Recently I’ve run into a bunch of lists of “What not to say when [insert dilemma here]”, well-meaning articles on the damage we do when we answer the our friends’ stories with bad cliches. Sometimes, reading them, I can hear the writer’s own heartbreak, the sore spots left by empty words and hollow friendships. Some lists are bitter, some are self-righteous, many are defensive, and some make good points. A few get filed away in the back of my mind. But I kinda think we could skip a lot of that if we spoke with our ears.

That doesn’t come naturally to everyone. Some of us don’t have the best hearing. Many weren’t born with the talent. But I don’t know that there are any who can’t learn. Those who are deaf still feel the beat.

Some people refuse to listen. They probably shouldn’t be in choir.

I kinda feel like listening comes too naturally to me. With all my empathy, it doesn’t take much for me to absorb the other person’s problem like it was my own. I may plug my ears just to keep the problem from becoming mine, from feeling all that pain and suffering that don’t belong to me. Which, it isn’t my problem. But that’s not an excuse to say callous things. I’d be wiser to sit out the song. As much as I love choir, sometimes I have to do that.

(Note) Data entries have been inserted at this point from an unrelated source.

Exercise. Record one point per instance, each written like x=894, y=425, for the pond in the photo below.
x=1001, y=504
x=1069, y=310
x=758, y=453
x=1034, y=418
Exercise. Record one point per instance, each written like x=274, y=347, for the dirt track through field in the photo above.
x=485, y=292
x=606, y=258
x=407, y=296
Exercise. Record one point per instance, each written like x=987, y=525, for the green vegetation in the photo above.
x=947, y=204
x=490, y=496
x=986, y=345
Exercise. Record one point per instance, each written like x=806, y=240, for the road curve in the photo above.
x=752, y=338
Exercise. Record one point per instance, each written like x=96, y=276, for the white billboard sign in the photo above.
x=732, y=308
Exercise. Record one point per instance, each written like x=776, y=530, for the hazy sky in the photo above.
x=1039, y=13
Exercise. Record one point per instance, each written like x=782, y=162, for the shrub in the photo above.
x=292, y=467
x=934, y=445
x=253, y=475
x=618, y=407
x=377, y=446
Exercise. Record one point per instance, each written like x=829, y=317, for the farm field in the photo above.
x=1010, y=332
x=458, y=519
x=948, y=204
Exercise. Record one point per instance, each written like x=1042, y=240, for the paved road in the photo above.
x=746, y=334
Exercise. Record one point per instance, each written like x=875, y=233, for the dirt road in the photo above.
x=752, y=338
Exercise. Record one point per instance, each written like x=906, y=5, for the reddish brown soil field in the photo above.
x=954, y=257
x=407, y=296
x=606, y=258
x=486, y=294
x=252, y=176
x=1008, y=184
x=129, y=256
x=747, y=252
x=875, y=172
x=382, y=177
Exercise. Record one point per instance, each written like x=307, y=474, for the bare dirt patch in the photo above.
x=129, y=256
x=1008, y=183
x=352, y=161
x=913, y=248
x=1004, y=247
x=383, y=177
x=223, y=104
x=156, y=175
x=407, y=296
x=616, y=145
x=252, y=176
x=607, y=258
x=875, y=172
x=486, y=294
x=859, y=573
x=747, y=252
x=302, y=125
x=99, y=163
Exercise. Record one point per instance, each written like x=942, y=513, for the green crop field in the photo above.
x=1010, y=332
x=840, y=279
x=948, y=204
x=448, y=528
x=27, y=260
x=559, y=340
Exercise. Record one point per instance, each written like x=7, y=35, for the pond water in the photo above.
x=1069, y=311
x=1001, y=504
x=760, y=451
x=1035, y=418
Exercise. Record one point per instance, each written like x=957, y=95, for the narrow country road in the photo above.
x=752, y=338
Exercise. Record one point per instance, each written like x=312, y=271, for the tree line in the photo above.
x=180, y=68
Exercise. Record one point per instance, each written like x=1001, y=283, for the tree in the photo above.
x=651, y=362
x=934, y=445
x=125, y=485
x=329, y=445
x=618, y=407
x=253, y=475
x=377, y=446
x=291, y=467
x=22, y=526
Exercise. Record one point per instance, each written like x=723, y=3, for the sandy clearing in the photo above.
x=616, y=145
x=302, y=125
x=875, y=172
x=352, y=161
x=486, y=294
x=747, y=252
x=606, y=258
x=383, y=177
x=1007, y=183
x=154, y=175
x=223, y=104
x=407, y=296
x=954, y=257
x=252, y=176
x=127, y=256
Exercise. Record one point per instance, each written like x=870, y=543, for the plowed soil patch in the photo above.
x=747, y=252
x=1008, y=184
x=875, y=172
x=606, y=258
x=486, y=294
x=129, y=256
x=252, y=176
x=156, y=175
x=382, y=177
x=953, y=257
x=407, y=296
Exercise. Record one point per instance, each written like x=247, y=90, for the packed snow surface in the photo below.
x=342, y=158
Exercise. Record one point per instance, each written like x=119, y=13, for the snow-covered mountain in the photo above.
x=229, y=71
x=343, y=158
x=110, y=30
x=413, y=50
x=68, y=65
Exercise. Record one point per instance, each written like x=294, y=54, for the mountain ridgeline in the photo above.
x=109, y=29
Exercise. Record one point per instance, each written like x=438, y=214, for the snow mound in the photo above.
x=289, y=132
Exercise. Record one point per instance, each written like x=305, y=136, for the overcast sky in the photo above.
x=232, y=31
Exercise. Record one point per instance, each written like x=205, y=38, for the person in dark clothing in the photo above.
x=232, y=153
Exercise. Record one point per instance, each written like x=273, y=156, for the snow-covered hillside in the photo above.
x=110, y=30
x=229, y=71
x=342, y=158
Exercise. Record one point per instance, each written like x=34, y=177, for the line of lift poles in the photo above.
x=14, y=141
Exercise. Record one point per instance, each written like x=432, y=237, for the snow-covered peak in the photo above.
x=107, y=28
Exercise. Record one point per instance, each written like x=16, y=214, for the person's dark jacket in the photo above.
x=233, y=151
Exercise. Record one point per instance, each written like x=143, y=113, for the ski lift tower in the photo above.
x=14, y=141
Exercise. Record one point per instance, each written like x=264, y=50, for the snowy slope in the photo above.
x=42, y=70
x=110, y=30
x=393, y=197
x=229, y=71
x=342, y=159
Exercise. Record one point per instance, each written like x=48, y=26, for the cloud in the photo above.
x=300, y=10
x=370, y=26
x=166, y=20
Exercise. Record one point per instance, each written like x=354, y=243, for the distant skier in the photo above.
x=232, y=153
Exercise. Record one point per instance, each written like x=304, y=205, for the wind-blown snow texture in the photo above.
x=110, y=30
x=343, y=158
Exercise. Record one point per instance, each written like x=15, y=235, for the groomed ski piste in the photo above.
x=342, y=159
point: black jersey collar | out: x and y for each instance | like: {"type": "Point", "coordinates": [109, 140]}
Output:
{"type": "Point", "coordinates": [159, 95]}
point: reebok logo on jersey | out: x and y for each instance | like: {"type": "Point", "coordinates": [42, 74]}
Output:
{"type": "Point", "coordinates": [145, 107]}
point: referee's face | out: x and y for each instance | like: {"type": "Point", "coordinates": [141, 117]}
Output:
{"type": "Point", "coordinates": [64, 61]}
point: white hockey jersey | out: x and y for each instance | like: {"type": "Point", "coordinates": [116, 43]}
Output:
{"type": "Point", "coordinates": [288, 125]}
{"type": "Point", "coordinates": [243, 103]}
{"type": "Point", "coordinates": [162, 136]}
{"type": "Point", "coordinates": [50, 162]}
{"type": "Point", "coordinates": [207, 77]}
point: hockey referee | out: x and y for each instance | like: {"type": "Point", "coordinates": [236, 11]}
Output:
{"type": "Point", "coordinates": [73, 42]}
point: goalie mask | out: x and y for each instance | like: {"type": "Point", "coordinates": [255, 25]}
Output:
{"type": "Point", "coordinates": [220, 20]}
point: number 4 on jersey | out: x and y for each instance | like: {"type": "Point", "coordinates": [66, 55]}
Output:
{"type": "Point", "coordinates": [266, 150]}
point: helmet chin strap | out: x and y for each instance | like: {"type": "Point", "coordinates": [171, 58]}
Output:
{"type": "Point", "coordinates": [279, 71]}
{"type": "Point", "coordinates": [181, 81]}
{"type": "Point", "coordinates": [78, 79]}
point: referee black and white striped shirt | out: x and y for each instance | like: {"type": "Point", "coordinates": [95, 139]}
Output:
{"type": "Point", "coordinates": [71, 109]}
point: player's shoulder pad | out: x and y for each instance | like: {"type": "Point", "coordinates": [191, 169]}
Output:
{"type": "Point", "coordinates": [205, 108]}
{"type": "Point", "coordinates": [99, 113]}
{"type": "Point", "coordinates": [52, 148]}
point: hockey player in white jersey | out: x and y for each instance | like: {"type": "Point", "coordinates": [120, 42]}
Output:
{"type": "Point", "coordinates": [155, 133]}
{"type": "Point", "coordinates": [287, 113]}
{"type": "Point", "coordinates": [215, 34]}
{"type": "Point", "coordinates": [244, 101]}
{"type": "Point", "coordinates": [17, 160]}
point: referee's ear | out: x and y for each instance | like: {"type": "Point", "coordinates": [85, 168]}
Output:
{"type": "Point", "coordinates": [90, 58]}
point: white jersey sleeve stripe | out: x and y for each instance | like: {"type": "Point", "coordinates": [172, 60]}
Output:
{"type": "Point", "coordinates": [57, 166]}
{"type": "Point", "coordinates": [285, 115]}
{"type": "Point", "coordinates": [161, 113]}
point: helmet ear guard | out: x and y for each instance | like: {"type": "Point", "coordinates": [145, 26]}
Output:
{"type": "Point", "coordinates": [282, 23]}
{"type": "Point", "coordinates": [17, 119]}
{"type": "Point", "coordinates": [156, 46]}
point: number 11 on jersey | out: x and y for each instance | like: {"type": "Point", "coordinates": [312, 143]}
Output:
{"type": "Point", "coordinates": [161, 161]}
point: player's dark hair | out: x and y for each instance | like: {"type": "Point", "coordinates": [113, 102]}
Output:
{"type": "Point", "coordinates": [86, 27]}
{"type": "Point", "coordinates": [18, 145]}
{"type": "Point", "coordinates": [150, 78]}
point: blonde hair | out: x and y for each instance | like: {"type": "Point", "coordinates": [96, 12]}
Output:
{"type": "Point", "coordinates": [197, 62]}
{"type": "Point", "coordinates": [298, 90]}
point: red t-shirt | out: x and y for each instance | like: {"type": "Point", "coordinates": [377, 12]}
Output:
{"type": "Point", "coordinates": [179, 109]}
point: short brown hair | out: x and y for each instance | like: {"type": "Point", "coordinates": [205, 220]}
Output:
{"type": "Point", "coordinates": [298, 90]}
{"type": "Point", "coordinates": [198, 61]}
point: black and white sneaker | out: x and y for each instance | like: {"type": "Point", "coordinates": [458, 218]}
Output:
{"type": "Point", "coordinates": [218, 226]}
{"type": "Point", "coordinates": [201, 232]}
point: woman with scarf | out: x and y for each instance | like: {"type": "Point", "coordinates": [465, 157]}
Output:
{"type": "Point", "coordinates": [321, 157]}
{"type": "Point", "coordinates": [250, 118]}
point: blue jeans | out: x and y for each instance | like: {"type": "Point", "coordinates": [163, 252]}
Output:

And the other person may be wrong. They may have got facts wrong, or missed something important. They may be wallowing in self-pity or deep in denial, or bitter to the point of rottenness. Some may even bear most of the fault. Our brains must still stay on, analyzing and measuring and reading the music. We’ve got to listen to more than one voice, to every part that’s singing, and to any other instrument in play. Only the director is always right. My entire section can miss an entrance, and it’s no excuse if I miss it too. My singing it right may be all that someone else needed when the director cuts us off and tells us to try it again. And there will be times when I’m the one who read the music wrong.

Even the director is directing with his ears. He’s in front and sure, he’s always right, but if he isn’t listening to us, how can he lead us? How are we ever gonna come in together, or cut off as one? It’s hard to correct us if he doesn’t hear what went wrong. It’s hard to take us somewhere if he doesn’t know where we started. If he’s not following, he’s never gonna lead.

Every voice is different, or there’d be no point to choir. Soprano, alto, tenor, and bass are only the beginning: voice types come in dozens and still fail to span the breadth of the human race. Some of us are stronger, some are less so. Some have decades of experience, some have formal training, some can’t read music but can pick harmonies out of the air. There are “dark” voices and “bright” voices, “thin” and “rich” and “clear” and “full” and a thousand other things. None of these is better than the choir, and none makes a choir on its own. We need them all to make it work, and every last one of them needs to listen.

We never know everything. We never know all the details about what someone’s going through, all the dynamics and history and messy stuff infusing their thoughts and chewing on their lives. On the other hand, we always know something. There’s always something we can relate to. There’s always a point of contact, however small. When we suffer, we can’t always put it all into words, so we can’t always expect other people to do so either. But we can listen. We can always listen. We can listen and not argue when we’re told we’re wrong. We can listen to reasons our advice may fall flat. We can listen to the pain and the heartbreak and the longing and the grief, and in listening alone do more than advice ever could. And if eventually we do speak, we’ll be speaking with ears open, with understanding. Maybe we’ll even know the right thing to say.

Sound one note, and a choir can sing a six-part chord in perfect harmony. But only if they’re listening.